Uma vez que as coisas materiais podem mediar a grandeza do sobrenatural, a pintura é livre para flertar com as fronteiras da alegoria. Vincent repreendeu seu colega pintor Emile Bernard por não conseguir discernir o simbolismo cristão em camadas de Boi Dissecado(1655), de Rembrandt. Visualmente, a pintura nada mais é do que uma carcaça esfolada, mas ela evoca representações flamengas da festa do filho pródigo na parábola de Jesus, que por sua vez aponta para o Cristo crucificado que oferece sua carne como alimento para a humanidade pródiga. Van Gogh lembrou a Bernard que o boi era o símbolo tradicional de Lucas, o Evangelista, significando o artista que deve ser “tão paciente quanto um boi”.
Em sua própria pintura, Van Gogh também baseou-se quase imperceptivelmente em motivos bíblicos. No centro de seu Terraço do Café à Noite (1888) há um garçom vestido de branco, de pé entre onze convidados sentados às mesas, enquanto uma décima segunda figura vestida de preto escapa por uma porta.

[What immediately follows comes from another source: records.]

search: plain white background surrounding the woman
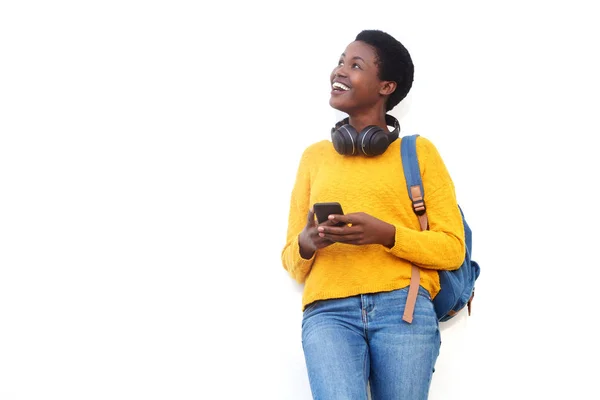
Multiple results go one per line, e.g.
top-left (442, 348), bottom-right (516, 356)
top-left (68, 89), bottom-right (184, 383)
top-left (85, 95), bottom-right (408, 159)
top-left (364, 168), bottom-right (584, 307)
top-left (0, 0), bottom-right (600, 400)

Atrás do garçom há uma janela, dividida em quatro vidraças por uma cruz que o garçom quase parece carregar no ombro. Essa pintura tem sido chamada de A Última Ceia de Van Gogh, mas suspeito que ele estava tramando algo mais sutil: aqueles com olhos para entender discernem insinuações da monumental Última Ceia todas as noites em cafés perfeitamente comuns de Paris.

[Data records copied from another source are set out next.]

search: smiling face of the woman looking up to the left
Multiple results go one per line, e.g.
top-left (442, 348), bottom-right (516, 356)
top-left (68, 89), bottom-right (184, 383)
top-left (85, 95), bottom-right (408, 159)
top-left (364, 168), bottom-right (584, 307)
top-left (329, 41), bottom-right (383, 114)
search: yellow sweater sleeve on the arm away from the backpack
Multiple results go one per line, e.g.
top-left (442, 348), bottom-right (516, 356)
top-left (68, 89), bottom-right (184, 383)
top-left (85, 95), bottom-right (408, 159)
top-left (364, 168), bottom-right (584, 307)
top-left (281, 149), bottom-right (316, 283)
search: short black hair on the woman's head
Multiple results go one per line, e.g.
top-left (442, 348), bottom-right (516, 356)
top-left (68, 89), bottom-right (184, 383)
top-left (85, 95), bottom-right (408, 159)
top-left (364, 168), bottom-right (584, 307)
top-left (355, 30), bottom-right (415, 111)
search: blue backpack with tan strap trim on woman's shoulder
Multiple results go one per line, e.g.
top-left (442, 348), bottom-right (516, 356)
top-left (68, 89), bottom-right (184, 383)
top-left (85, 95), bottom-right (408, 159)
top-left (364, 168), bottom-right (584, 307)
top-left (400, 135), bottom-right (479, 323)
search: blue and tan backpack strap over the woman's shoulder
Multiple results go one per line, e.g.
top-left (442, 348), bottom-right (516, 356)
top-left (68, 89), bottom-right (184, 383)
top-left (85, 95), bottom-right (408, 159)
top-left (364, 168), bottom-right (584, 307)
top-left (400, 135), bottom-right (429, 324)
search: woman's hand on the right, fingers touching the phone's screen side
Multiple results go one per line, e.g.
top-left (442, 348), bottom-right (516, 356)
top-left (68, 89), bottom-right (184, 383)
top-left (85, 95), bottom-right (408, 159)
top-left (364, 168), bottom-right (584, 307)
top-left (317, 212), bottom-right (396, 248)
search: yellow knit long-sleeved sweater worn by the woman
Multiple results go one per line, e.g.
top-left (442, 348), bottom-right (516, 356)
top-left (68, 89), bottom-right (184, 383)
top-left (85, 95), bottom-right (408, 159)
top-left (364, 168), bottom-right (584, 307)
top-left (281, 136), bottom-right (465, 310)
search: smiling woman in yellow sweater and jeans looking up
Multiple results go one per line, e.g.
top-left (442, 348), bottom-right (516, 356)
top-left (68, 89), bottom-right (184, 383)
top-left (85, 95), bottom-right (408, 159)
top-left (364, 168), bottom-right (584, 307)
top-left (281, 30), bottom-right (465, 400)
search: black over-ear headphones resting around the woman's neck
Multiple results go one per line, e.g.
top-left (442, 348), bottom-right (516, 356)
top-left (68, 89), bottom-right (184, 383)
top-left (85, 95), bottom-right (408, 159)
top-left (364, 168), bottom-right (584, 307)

O Semeador (1888) atinge seus efeitos de maneira igualmente oblíqua. Van Gogh admirava o O Semeador (1865) escuro e sólido de Jean-François Millet por sua “emoção sublime, quase religiosa”, mas aspirava retratar a cena com uma paleta pós-impressionista mais vibrante. Vicent conhecia e citava a parábola do semeador de Jesus, mas seu semeador não é o Filho do Homem, a semente não é a palavra, os pássaros não são demônios. Ainda assim, a pintura incorpora intencionalmente um “desejo pelo infinito, do qual o semeador e o feixe são os símbolos”. O terço superior da pintura é inundado de ouro, a luz do sol preenche o céu acima e o trigo bronzeado preenche abaixo. O semeador caminha sobre a terra arada, uma colcha de retalhos de azuis, vermelhos, marrons e brancos, lançando sementes amarelas, que podem ser pedaços de sol. As pinturas de campos de trigo e girassóis de Vincent mostram sementes douradas amadurecidas em uma colheita dourada, enquanto a terra se torna luminosa com o brilho do céu.
Se O Semeador semeia com a esperança de começos, os ceifeiros de Van Gogh trazem finais. A colheita é parabolicamente o fim dos tempos, mas os ceifeiros dele não são anjos nem os ceifadores sombrios das iluminações medievais. Em Campo de Trigo com um Ceifeiro (1889), o ceifeiro de Van Gogh quase desaparece no redemoinho amarelo do campo; ele está vestido de verde claro (a cor do céu), não preto, e seu rosto está totalmente visível. Nesta representação de “um pequeno ceifeiro e um grande sol”, o ceifeiro é a morte como descanso, que vem “quase sorrindo”. Toda carne é grama, sim, mas esta grama é adornada com uma glória maior que a de Salomão, e a colheita não é um momento de tristeza, mas de realização, quando o grão, completamente maduro, é recolhido aos celeiros.
Van Gogh escreveu certa vez a seu irmão Theo a respeito de seu desejo de “pintar homens e mulheres com aquele algo do eterno que o halo costumava simbolizar e que procuramos transmitir pelo brilho e vibração reais de nossas cores”. Van Gogh não rejeitou o sobrenatural, mas o naturalizou. O terror que existe em suas pinturas é o terror sublime evocado pela beleza misteriosa daquilo que as Escrituras identificam como a glória de Deus.
Peter J. Leithart é presidente da Instituto Teópolis.